Finland's largest unemployment fund, YTK, has seen twice as many new members join this year compared to last year and a shift towards a younger membership.
Workers in Finland must be a member of such a fund to be eligible to receive income-linked unemployment benefits.
YTK received around 60,000 applications from new members up until the end of July, while the same period last year saw 37,000 new applications.
While in 2019 some 49 percent of those new members were aged under 35, in 2020 the proportion of under-35s was 55 percent.
YTK is the biggest fund in Finland and the main fund not linked to a trade union. It has more than 470,000 members, which represents around a quarter of the workforce.
More than 86 percent of those joining YTK had not previously been a member of a different unemployment fund.

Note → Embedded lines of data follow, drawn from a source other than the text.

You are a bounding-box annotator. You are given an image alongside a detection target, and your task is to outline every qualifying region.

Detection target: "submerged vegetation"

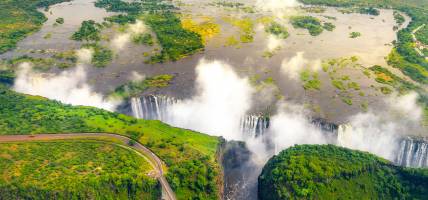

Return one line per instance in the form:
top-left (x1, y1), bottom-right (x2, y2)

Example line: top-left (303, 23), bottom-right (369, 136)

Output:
top-left (133, 33), bottom-right (154, 46)
top-left (82, 43), bottom-right (113, 68)
top-left (0, 85), bottom-right (221, 199)
top-left (349, 31), bottom-right (362, 38)
top-left (290, 16), bottom-right (324, 36)
top-left (259, 145), bottom-right (428, 200)
top-left (223, 16), bottom-right (255, 43)
top-left (0, 140), bottom-right (159, 199)
top-left (290, 16), bottom-right (334, 36)
top-left (265, 21), bottom-right (289, 39)
top-left (300, 70), bottom-right (321, 90)
top-left (71, 20), bottom-right (102, 41)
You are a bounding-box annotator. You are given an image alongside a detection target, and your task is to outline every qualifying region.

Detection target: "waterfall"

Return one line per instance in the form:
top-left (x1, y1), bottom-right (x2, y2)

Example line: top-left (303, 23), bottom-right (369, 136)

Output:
top-left (337, 124), bottom-right (428, 168)
top-left (240, 115), bottom-right (269, 138)
top-left (311, 118), bottom-right (338, 141)
top-left (337, 124), bottom-right (354, 147)
top-left (130, 95), bottom-right (178, 121)
top-left (395, 137), bottom-right (428, 168)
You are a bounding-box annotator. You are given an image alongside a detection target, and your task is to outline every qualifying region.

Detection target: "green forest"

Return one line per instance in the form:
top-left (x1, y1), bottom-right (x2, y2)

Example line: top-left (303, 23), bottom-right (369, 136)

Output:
top-left (258, 144), bottom-right (428, 200)
top-left (0, 140), bottom-right (159, 199)
top-left (0, 85), bottom-right (221, 200)
top-left (0, 0), bottom-right (71, 53)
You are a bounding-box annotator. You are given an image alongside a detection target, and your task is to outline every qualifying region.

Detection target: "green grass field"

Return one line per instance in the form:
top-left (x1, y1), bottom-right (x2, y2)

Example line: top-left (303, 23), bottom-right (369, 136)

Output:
top-left (0, 140), bottom-right (159, 199)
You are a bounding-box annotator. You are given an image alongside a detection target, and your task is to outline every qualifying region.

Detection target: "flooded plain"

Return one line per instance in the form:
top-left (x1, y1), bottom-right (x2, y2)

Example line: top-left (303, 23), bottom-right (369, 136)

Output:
top-left (0, 0), bottom-right (410, 123)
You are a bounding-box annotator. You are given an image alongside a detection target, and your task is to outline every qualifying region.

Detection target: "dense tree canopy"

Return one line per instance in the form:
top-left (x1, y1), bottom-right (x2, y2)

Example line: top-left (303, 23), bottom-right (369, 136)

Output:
top-left (258, 145), bottom-right (428, 200)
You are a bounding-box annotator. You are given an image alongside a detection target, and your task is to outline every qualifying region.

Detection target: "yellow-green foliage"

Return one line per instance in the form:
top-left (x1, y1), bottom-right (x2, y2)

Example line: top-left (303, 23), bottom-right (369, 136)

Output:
top-left (222, 16), bottom-right (255, 43)
top-left (300, 70), bottom-right (321, 90)
top-left (181, 16), bottom-right (220, 44)
top-left (225, 36), bottom-right (240, 47)
top-left (0, 140), bottom-right (159, 199)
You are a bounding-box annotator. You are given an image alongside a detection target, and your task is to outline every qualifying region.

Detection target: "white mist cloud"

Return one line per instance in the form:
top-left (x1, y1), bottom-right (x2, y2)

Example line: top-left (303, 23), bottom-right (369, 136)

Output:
top-left (111, 20), bottom-right (147, 50)
top-left (280, 52), bottom-right (321, 80)
top-left (75, 48), bottom-right (93, 64)
top-left (112, 34), bottom-right (131, 50)
top-left (13, 50), bottom-right (119, 111)
top-left (270, 103), bottom-right (327, 150)
top-left (256, 0), bottom-right (300, 12)
top-left (169, 59), bottom-right (254, 140)
top-left (337, 92), bottom-right (423, 160)
top-left (386, 91), bottom-right (422, 122)
top-left (267, 34), bottom-right (282, 51)
top-left (280, 52), bottom-right (307, 80)
top-left (129, 71), bottom-right (146, 82)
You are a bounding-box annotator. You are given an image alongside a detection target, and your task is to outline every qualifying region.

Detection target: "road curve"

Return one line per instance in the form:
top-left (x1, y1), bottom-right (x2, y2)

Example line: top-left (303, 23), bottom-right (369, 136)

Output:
top-left (0, 133), bottom-right (176, 200)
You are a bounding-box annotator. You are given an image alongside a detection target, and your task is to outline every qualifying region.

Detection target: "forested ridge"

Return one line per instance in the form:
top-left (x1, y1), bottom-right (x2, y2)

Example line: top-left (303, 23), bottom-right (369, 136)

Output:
top-left (258, 145), bottom-right (428, 200)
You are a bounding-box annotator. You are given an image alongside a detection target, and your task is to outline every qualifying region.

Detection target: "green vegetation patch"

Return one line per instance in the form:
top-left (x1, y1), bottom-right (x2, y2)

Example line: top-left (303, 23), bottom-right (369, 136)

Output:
top-left (258, 144), bottom-right (428, 200)
top-left (387, 48), bottom-right (428, 84)
top-left (0, 140), bottom-right (159, 199)
top-left (55, 17), bottom-right (64, 25)
top-left (105, 14), bottom-right (136, 25)
top-left (357, 7), bottom-right (380, 16)
top-left (265, 21), bottom-right (289, 39)
top-left (300, 70), bottom-right (321, 90)
top-left (290, 16), bottom-right (334, 36)
top-left (133, 33), bottom-right (154, 46)
top-left (145, 13), bottom-right (204, 63)
top-left (82, 43), bottom-right (113, 67)
top-left (5, 55), bottom-right (58, 71)
top-left (349, 31), bottom-right (362, 38)
top-left (71, 20), bottom-right (102, 41)
top-left (415, 25), bottom-right (428, 45)
top-left (323, 22), bottom-right (336, 31)
top-left (112, 74), bottom-right (174, 99)
top-left (393, 11), bottom-right (405, 26)
top-left (0, 86), bottom-right (221, 200)
top-left (369, 65), bottom-right (418, 93)
top-left (290, 16), bottom-right (324, 36)
top-left (0, 70), bottom-right (15, 86)
top-left (223, 16), bottom-right (255, 43)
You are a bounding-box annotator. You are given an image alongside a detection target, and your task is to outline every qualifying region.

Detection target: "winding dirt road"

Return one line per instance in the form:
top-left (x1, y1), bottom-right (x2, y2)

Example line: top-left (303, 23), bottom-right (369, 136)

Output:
top-left (0, 133), bottom-right (176, 200)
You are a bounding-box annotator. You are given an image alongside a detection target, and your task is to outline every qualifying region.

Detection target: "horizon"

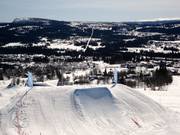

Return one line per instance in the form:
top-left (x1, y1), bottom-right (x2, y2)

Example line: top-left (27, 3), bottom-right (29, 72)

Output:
top-left (0, 0), bottom-right (180, 22)
top-left (1, 17), bottom-right (180, 23)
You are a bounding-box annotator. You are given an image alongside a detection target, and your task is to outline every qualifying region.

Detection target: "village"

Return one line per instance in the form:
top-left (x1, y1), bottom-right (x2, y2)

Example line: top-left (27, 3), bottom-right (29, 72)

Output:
top-left (0, 56), bottom-right (179, 91)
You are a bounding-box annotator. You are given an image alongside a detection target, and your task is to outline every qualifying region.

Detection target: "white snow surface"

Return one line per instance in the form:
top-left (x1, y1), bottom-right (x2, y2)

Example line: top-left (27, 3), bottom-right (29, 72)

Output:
top-left (2, 43), bottom-right (25, 48)
top-left (136, 76), bottom-right (180, 113)
top-left (0, 84), bottom-right (180, 135)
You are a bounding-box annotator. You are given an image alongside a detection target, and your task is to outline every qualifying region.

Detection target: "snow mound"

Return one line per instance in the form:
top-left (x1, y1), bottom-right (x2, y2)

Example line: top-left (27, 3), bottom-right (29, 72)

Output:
top-left (0, 85), bottom-right (180, 135)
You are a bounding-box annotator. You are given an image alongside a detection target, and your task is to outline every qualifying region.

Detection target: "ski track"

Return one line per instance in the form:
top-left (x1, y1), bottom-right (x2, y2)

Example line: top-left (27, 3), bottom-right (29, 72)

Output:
top-left (0, 85), bottom-right (180, 135)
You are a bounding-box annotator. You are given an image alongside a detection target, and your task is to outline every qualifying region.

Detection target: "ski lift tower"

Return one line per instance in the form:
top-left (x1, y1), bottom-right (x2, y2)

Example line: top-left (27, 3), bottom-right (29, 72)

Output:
top-left (105, 65), bottom-right (121, 85)
top-left (27, 71), bottom-right (33, 87)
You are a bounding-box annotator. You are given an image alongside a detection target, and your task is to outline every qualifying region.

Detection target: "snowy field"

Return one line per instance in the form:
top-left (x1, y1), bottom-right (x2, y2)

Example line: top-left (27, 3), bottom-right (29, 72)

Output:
top-left (136, 76), bottom-right (180, 113)
top-left (0, 82), bottom-right (180, 135)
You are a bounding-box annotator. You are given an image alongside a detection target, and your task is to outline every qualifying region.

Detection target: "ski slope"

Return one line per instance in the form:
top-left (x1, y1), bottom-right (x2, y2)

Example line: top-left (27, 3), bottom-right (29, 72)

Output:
top-left (0, 84), bottom-right (180, 135)
top-left (136, 76), bottom-right (180, 113)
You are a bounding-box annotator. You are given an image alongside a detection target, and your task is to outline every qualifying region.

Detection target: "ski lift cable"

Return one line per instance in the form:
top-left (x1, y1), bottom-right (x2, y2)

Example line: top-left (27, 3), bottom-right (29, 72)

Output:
top-left (78, 27), bottom-right (94, 58)
top-left (84, 27), bottom-right (94, 52)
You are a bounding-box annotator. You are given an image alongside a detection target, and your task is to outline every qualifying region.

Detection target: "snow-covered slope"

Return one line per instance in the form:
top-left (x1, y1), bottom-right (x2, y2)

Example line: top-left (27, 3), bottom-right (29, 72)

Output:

Other funds reported a similar increase in membership, with KOKO (a fund for workers in certain professions) telling Yle that the volume of this year's new applications was around five percent of the total membership, up from two percent in a normal year.
To qualify for income-linked unemployment benefits, claimants must have worked at least 18 hours a week and been a member of an unemployment fund for at least 26 weeks.
Until the end of the year, that qualification period has been halved to 13 weeks. Workers who are laid off temporarily, or furloughed, can claim these benefits. If they are not members of an unemployment fund, they are only eligible for much lower basic unemployment benefits.
Employers' groups and some politicians have called for a reform of this system to make anyone eligible for the income-linked benefits regardless of fund membership.